|The book can be bought from Amazon|
The book is pretty non-technical, in spite of a valiant attempt to explain Bayes' theorem using only high school algebra, but that kind of works since one of his main points is that the errors people make in prediction are mostly not mathematical errors like miscounting, miscalculating, or even undersampling. The errors are more likely to be overconfidence, failure to consider unfamiliar but possible scenarios, or ignoring inconvenient evidence. Not to mention the biggest category of problem: predictions where being right isn't even important to the person doing the predicting.
This last problem, predictors with the wrong motivation, is most evident in political pundits, who are motivated to produce surprising or partisan predictions rather than right ones. But I think a more interesting example from the book is his section on weather forecasting. First of all, the US government weather forecasters are doing a pretty good job, and getting better as computing power improves (though human forecasters improve the computer forecasts significantly, he points out, by correcting for known limitations). The values they report are pretty much right - if they claim there's a 10% chance of rain, it rains about 10% of the time. (Incidentally, he doesn't talk much about the right way to check this sort of prediction, which is something I've been thinking about for a while.) But many people get their news from local weather programs or from for-profit weather forecasting sites. These sources all have access to the US government forecasts, and yet their predictions are substantially less accurate. They will, for example, extend predictions further into the future than the computer models are reliable, just to have something to report, even when it's no more accurate (and sometimes less) than a Farmer's Almanac. They also misreport their predictions: rounding near-50% predictions to 60% or 40% to look more knowledgeable, or artificially boosting small chances of rain because they'd rather be wrong by predicting rain when it doesn't than vice versa.
This last kind of misreporting got me thinking, though. I don't think results should be misreported. But the way we react to predictions should depend not just on their likelihood but on the importance of their consequences. If the weather is predicted to have a 1% chance of rain, it's probably not worth cancelling your picnic. But if there's a 1% chance of a terrorist attack at a specific place and time, that's probably worth a lot more effort even though it's not very likely. Which brings me to another chapter I found particularly interesting in the book.
Silver talks about the September 11th 2001 terrorist attacks. In fact he talks to Donald Rumsfeld, who coined the term "unknown unknowns". Possibilities the forecaster simply didn't think of are always going to be a problem for predictions. But Nate Silver does some rough calculations and points out that something like the September 11th attacks should not have been a total surprise. The scale of them - the number of people killed - was unprecedentedly large. But the sizes of terrorist attacks, like the sizes of earthquakes, follow a power-law distribution, and the September 11th attacks fall pretty much right on the line. As with earthquakes (which he talks about in another chapter) this doesn't predict any individual attack's time and place.
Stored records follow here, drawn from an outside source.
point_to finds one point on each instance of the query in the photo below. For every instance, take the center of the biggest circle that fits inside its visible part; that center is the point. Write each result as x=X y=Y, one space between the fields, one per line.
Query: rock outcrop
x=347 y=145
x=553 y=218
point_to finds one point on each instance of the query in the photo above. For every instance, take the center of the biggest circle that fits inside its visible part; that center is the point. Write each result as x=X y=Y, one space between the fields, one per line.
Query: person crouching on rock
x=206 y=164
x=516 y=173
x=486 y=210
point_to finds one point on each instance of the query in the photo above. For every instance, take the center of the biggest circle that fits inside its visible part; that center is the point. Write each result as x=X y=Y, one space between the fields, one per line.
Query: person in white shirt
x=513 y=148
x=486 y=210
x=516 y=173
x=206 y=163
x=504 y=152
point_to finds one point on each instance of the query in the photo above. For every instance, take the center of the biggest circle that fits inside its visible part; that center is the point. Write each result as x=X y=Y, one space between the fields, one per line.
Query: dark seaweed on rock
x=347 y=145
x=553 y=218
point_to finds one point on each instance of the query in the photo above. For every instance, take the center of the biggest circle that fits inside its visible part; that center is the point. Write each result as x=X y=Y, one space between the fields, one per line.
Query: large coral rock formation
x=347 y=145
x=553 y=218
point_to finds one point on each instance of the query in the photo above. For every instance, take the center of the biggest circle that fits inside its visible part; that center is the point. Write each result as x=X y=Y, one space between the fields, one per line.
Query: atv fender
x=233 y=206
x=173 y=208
But an intelligence agency that was watching the numbers should have had somebody keeping an eye out for attacks on this scale, because they could have expected one every decade or two. As for the details of the attacks, well, there have been other analyses of the ways they might have been found out ahead of time. The key fact, though, is that these attacks were part of a well-established distribution of attacks. They don't necessarily signal a new era of global terrorism or even a change in terrorist behaviour.
Nate Silver also argues strongly that to make good predictions it's a tremendous help to understand the underlying mechanisms. Even if it's the weather, where chaos forces you to pour tremendous extra effort in for every extra day of lookahead, or chess, where what limits your predictions is just computation, having an understanding of the rules by which the process works can help. Earthquakes, for example, are basically not predictable, not individually (though you can say there'll probably be a big earthquake in California sometime soon, and you can even predict how often earthquakes of a certain size will hit California, there's no way to tell one day from another), and he suggests that this is because the mechanics - the stresses deep underground, the strength of the rocks - are not accessible to us.
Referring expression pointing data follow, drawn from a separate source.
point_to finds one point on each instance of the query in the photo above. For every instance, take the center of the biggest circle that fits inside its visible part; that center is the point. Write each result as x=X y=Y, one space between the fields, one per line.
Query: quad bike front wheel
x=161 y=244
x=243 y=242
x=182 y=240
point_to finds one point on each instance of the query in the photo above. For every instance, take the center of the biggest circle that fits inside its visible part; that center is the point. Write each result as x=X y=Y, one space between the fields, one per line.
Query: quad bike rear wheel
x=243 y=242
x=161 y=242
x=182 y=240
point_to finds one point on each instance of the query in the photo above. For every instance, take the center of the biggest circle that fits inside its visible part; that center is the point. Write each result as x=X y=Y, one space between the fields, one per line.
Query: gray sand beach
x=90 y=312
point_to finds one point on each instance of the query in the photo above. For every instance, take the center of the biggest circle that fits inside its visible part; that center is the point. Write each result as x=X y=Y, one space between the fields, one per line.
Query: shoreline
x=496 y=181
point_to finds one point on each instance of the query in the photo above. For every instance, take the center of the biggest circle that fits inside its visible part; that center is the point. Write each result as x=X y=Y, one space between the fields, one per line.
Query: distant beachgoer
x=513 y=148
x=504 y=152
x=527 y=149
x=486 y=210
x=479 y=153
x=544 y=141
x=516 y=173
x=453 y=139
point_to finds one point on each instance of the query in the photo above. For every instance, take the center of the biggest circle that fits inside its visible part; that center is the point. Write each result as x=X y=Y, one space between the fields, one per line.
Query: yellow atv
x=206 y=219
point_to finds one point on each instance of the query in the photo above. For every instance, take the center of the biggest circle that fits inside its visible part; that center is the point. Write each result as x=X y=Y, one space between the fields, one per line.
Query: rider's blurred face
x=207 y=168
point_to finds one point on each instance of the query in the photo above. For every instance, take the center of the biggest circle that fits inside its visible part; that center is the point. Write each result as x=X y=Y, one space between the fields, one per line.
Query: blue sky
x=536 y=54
On the other hand, Silver points out the hazard of overfitting - of building a highly elaborate model that fits what is essentially noise. Such a model will fit the existing data quite well, since it was built from that data, but it can be worse than a simpler model when used to predict new data.
Finally, what about the election? How did Silver do so well? His prediction system is simply based on combining many polls. In principle, this should work rather well: people phone up voters, ask them how they're going to vote, and report that. Then on election day, people vote, mostly the way they said they would. How hard can it be? Well, unfortunately, there are myriad ways pollsters can introduce biases and problems, and usually all they report is an uncertainty based on sample size. So Silver's system builds an estimate of the reliability and bias in each poll, taking into account how far in advance of the election it was taken, and combines all the polls taking this into account. I'm not sure exactly how he builds his reliability estimates; past elections, I would guess, and perhaps cross-checking. But in general, combining independent predictions tends to produce better predictions than any individual one, provided you can avoid being carried away by widespread bias. And it seems Silver did that. The book is a decent guide to how.